How does max_messages
and backpressure
interact together? max_messages
is just the number of messages we pull down and backpressure
is the number of messages we queue up?
Can max_messages
be greater than backpressure
? Would that mean the leftover messages get returned back to the queue with their visibility timeout?
max_messages
is the (max) number of messages that will get polled in a single batch. backpressure
is the maximum number of messages that will get added to the worker queue before the fallback_strategy
is applied - our default is :caller_runs which is documented as: "The work will be executed in the thread of the caller, instead of being given to another thread in the pool". For us what that means is that the polling thread will run the job and won't pull for more messages until that job is complete. If max_messages
is larger than 1, that could potentially result in messages sitting in the poller, but not being queued up/run and set to visible. So I think this is fairly reasonable behavior as long as max_messages
is 1 here w/ limited backpressure.
But long term, we may want to refactor this a bit and use abort
for the fallback_strategy
, catch the exception in the poller and make the unprocessed message(s) in the batch visibile again, and then wait until the executor has capacity before polling SQS again.
Did the changes work for you? Closing this, please re-open if there's questions or issues!
I don't have any logs to provide but I am seeing messages that are enqueued after existing messages become "not visible" get polled by SQS workers and not commence the work. It seems like they are polled and sit around waiting for something (existing messages maybe?).
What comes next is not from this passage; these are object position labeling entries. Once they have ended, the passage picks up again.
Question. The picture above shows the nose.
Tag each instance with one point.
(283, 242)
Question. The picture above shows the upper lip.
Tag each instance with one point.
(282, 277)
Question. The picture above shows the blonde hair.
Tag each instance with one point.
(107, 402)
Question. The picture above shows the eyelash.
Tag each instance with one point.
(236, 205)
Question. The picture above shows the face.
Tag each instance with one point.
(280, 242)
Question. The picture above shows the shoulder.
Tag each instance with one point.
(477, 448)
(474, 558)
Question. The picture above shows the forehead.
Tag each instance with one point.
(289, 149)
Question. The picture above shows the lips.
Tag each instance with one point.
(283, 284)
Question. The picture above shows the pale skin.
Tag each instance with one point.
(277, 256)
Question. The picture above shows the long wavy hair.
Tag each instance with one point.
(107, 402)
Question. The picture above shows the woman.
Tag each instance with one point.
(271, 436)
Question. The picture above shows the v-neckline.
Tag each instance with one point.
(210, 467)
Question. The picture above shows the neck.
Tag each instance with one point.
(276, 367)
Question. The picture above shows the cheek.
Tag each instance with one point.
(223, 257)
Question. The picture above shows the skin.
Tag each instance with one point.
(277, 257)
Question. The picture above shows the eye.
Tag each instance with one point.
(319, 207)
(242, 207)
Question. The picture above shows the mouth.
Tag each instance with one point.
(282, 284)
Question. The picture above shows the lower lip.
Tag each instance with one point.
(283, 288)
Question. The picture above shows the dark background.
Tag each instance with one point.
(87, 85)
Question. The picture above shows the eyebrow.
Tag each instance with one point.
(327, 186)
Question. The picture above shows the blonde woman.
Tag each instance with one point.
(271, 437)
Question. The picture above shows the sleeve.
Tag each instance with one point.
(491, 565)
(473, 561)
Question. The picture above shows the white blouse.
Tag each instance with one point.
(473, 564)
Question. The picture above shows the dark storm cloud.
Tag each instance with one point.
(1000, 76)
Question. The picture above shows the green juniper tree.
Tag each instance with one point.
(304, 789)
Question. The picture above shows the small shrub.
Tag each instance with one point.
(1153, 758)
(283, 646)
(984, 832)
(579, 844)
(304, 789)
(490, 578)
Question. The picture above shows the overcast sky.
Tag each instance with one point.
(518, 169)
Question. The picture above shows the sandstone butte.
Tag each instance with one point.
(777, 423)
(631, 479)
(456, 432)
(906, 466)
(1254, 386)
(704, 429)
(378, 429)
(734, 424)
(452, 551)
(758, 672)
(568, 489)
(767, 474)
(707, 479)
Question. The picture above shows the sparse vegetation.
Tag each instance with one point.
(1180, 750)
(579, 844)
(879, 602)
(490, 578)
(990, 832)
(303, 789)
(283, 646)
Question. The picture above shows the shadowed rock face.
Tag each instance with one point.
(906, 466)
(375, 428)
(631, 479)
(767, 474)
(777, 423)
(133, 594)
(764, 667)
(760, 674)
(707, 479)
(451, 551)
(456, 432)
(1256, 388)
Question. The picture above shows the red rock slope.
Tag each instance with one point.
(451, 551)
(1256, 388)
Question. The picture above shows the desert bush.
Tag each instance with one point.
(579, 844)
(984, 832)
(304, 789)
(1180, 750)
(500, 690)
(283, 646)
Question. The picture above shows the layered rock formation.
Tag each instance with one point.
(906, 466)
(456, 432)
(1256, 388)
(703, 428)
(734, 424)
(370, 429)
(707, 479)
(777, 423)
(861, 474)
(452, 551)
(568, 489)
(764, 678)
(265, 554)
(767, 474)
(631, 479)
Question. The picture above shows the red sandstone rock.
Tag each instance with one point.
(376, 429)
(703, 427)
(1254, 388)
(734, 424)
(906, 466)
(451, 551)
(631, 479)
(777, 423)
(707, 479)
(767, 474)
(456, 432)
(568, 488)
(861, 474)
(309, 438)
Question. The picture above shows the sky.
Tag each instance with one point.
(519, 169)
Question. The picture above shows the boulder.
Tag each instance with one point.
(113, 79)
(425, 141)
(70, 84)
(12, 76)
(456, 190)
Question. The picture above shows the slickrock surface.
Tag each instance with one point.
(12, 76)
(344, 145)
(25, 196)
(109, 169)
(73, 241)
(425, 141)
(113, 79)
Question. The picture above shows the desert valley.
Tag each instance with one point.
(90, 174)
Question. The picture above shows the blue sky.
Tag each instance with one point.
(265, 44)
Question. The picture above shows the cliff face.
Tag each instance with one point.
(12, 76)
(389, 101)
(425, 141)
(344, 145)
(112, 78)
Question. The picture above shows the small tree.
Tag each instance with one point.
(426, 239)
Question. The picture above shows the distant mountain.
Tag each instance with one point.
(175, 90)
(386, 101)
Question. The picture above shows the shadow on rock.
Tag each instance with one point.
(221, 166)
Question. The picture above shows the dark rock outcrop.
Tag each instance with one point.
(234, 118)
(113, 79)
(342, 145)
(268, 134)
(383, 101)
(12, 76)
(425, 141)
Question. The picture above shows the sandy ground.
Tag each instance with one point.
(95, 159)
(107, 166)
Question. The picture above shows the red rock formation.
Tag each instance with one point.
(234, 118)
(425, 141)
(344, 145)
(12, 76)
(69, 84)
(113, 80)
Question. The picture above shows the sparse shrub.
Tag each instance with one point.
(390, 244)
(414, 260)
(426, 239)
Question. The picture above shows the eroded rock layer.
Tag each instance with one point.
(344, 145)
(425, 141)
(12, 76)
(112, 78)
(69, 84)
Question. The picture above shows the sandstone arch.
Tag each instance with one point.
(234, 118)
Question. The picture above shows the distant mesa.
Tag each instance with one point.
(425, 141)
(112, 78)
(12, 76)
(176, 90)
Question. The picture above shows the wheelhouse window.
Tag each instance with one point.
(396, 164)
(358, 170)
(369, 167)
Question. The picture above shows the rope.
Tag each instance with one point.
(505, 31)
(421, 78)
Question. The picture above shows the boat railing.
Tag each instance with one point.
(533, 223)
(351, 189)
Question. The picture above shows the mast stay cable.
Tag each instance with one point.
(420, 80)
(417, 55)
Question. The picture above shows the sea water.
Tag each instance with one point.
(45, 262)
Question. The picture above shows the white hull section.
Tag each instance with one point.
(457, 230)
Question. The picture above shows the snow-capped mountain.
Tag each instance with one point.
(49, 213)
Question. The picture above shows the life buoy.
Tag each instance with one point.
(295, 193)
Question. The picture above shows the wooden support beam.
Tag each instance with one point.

I would expect that workers do not pick up any new messages while the current one is being worked on (or in other words, polled). If they are polled, they start work immediately and do not hold on to other messages. Can I confirm that this is the expected behavior?
You can see that in the picture below, we had lots of messages that were "not visible" and we queued more messages when the "message visible" was 0. That message gets polled by a worker immediately but never actually starts work. I would have expected one of the available workers to start work on it while we had hundreds of invisible messages.